Ne en çok fan'a, ne en çok albüm ya da konser gelirine ne de popülariteye sahipsin ama dünyanın en iyi grubusun sen.

Bir grubun bir tane bile yalapşap şarkısı ya da kötü bir albümü olmaz mı ya. Bu kadar mı seviyorsunuz müziği sanatı. Neden bu kadar güzelsiniz siz.

https://youtu.be/hiUrGcVsgdw

Al en kıyıda köşede şarkılardan birisi. Mükemmelliğe müzikaliteye bak.
Uzun zaman sonra akla düşen grup. Neredeyse unutmuşum varlıklarını. Spotify ummanında dalgalar arasında gezinirken yeniden seslerini arar oldum. Nev i şahsına münhasır üslupta sallanır dururlarmış hâlâ inatla. Sert, hissiyatlı, kırılgan ve kudurtan. Hey gidi zamanlar, ipin ucunu kaçırınca mesafeleri toplamakta zorlanıyor insan.

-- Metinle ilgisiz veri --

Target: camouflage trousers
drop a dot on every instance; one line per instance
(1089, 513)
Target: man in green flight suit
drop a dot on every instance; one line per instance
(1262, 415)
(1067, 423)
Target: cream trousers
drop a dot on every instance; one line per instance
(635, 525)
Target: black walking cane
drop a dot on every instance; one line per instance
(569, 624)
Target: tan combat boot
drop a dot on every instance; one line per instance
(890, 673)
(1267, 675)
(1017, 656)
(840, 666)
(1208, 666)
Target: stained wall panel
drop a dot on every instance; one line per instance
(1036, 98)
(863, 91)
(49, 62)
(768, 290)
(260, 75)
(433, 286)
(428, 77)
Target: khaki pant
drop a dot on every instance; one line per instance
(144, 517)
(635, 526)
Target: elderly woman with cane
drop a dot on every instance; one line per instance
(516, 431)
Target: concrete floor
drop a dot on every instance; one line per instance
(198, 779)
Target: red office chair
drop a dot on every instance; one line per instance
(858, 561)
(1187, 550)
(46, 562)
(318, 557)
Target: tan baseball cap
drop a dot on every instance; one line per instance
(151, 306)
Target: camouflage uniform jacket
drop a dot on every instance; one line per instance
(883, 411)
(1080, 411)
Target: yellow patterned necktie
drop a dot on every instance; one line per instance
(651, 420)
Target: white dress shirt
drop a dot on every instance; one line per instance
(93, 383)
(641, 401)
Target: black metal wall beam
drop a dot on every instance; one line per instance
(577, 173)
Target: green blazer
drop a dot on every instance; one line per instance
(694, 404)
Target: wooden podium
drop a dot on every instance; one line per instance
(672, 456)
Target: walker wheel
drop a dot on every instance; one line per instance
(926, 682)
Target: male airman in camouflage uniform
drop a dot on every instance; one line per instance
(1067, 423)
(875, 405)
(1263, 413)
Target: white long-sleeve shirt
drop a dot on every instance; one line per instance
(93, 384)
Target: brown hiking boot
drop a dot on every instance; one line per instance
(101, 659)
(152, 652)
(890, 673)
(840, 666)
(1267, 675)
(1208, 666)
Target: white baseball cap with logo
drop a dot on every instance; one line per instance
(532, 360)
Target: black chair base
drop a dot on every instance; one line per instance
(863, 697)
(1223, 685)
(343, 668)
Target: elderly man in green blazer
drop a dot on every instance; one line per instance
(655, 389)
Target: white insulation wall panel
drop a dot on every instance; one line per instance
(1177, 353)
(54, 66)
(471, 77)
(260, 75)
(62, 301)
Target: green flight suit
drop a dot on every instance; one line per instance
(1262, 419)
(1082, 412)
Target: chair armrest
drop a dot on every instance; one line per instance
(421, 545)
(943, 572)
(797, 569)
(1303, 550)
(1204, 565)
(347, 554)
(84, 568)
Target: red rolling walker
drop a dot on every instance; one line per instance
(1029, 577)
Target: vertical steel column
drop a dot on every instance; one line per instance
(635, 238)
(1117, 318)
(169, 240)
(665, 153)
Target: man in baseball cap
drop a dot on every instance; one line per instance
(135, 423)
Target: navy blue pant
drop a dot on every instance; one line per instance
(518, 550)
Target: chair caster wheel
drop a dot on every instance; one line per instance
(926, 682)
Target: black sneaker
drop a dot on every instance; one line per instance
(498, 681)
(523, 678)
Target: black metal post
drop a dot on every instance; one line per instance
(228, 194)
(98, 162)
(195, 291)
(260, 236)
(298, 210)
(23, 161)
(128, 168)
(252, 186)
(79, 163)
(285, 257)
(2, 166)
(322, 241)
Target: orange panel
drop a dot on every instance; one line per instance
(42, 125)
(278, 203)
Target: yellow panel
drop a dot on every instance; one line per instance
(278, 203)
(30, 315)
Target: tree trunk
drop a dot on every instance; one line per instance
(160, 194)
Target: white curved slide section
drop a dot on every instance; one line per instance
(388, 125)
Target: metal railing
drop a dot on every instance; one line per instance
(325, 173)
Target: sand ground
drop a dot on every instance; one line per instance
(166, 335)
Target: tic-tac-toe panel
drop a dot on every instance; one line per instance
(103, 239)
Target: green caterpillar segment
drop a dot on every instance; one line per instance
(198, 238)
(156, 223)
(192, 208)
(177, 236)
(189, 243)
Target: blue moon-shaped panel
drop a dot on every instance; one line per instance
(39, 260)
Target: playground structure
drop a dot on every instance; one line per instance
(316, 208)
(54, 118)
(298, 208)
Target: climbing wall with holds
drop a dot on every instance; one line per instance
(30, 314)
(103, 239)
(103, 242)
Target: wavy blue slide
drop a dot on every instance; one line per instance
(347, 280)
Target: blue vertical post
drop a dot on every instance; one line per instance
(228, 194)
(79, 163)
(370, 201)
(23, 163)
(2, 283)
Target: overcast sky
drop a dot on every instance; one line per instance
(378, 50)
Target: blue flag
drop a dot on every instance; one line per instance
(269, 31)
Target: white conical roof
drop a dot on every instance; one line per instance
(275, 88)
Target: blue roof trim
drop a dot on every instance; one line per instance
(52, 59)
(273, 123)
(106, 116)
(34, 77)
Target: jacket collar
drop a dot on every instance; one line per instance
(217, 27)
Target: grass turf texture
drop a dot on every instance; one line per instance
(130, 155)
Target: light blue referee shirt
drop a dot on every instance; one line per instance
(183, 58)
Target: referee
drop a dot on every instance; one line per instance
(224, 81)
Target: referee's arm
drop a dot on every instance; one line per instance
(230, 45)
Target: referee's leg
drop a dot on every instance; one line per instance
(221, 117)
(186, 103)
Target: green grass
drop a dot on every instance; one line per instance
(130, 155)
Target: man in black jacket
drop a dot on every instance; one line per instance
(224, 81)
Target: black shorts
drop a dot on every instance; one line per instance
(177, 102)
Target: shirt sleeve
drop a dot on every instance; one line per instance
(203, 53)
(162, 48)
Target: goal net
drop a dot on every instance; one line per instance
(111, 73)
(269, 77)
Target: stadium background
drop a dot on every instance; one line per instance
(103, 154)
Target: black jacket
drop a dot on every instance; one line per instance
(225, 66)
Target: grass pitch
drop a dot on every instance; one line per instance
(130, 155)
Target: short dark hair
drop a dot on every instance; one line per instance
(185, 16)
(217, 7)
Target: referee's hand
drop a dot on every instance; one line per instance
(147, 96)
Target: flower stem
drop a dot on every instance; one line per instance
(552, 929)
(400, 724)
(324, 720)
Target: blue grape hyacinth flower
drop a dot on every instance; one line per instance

https://m.youtube.com/watch?v=uzW_oBHuezo

How hungry we've become
like animals naked in shame
Fed with the hooves of apocalypse
that galloped down, disorderd worlds behind

From word to a word I was led to a word
that spanned oever cultures in rage

Crimsom masses, steeped in decadence
holding our tongues to the thirsty sun
So, it the future still open?
Then enter, hornet, from our hive-dark hearts
to draw down the end from within

We need not the horns
that emanate from our warty, haunted bodies
en efsane albümleri haven dir.
Dark Tranquillity - lethe şarkısı çok içten söylenmiş bir ağıt gibidir.
haven albümleri çok başarılı. çıkalı 20 seneden fazla oldu hala dinlerim.